É hora do Group Hug!!

Eu fiquei sem internet um tempo, e ainda perdi um post. Estou desolado.

Por favor, gostaria de pedir consolo (no sentido hetero) com um grande abraço grupal aí nos comentários. Vamos lá, todo mundo que lê esse blog besta deixe agora um comentário dizendo absolutamente qualquer coisa, e fazendo uma grande família desocupada feliz. Isso inclui você que jamais comentou, e você que entrou aqui escrevendo no Google "Quero ver índias peladas".

...1,2,3, já!





Sons captados Quarta-feira, Abril 12, 2006


Jack Johnson quem mesmo? Credo que troço chato. Mas música de playboy por musica de playboy, melhor isso que hip hop de quinta categoria ou bandinhas de new metal ou pseudo punk de boutique. Embora eu não nem aí pra música do ex-surfista não pude deixar de admirar uma coisa nos clipes dele que rolam na MTV. Em NENHUM deles ele consegue sincrozinar os movimentos labiais com as músicas. Que coisa isso.

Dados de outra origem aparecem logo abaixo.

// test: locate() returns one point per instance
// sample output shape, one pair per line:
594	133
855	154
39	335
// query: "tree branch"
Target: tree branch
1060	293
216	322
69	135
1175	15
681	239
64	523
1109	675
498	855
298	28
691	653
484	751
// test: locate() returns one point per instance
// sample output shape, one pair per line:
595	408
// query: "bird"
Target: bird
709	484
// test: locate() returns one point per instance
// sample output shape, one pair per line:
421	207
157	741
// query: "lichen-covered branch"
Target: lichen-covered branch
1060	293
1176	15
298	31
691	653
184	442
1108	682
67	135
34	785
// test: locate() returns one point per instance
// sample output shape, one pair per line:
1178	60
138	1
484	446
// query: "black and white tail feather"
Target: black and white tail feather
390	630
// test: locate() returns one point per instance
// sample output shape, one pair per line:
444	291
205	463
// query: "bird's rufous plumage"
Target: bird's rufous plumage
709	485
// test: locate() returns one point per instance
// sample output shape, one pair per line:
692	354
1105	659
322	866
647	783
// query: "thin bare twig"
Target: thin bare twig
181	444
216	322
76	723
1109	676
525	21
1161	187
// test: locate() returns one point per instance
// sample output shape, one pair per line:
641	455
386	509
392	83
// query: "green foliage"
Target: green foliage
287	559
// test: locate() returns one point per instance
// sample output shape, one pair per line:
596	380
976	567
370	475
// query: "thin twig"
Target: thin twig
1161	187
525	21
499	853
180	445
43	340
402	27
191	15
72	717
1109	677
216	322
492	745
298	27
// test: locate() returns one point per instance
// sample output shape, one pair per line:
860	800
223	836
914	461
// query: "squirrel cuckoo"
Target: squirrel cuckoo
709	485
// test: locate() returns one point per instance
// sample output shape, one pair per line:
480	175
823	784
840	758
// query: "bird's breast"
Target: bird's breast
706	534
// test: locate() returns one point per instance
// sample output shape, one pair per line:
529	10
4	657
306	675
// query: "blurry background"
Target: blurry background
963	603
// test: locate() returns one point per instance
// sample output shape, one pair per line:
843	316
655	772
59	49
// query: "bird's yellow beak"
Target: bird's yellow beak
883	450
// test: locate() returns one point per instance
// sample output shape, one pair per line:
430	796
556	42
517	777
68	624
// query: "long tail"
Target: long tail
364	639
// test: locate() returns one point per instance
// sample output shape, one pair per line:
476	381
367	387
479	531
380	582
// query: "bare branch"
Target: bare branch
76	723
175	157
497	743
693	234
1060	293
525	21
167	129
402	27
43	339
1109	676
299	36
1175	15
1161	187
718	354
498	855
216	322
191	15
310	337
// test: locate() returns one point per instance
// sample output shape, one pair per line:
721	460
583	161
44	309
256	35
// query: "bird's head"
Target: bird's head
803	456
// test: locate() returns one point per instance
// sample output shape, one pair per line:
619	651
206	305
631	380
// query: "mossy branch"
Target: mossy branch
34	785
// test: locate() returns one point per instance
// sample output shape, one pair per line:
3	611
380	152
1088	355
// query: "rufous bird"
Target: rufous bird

Sons captados Domingo, Abril 09, 2006


V de vingança tem história do Alan Moore. E isso é tudo o que você precisa saber, a julgar pelo tratamento dado pelos diretores ao filme. O Alan Moore é uma das pessoas da Santíssima Trindade dos quadrinhos, os outros dois estão mais abaixo deste texto. Ele chegou a ler o roteiro deste filme, projeto bem antigo em oliúde, e esconjurou. O Moore cria histórias tremendamente complexas e odeia o reducionismo que o cinema de massa impõe. As outras adaptações de suas obras são o mediano From Hell e o lixo League of Extraordinary Gentlemen, uma total ofensa a qualquer fã de cinema, o que dirá o de quadrinhos e de Moore.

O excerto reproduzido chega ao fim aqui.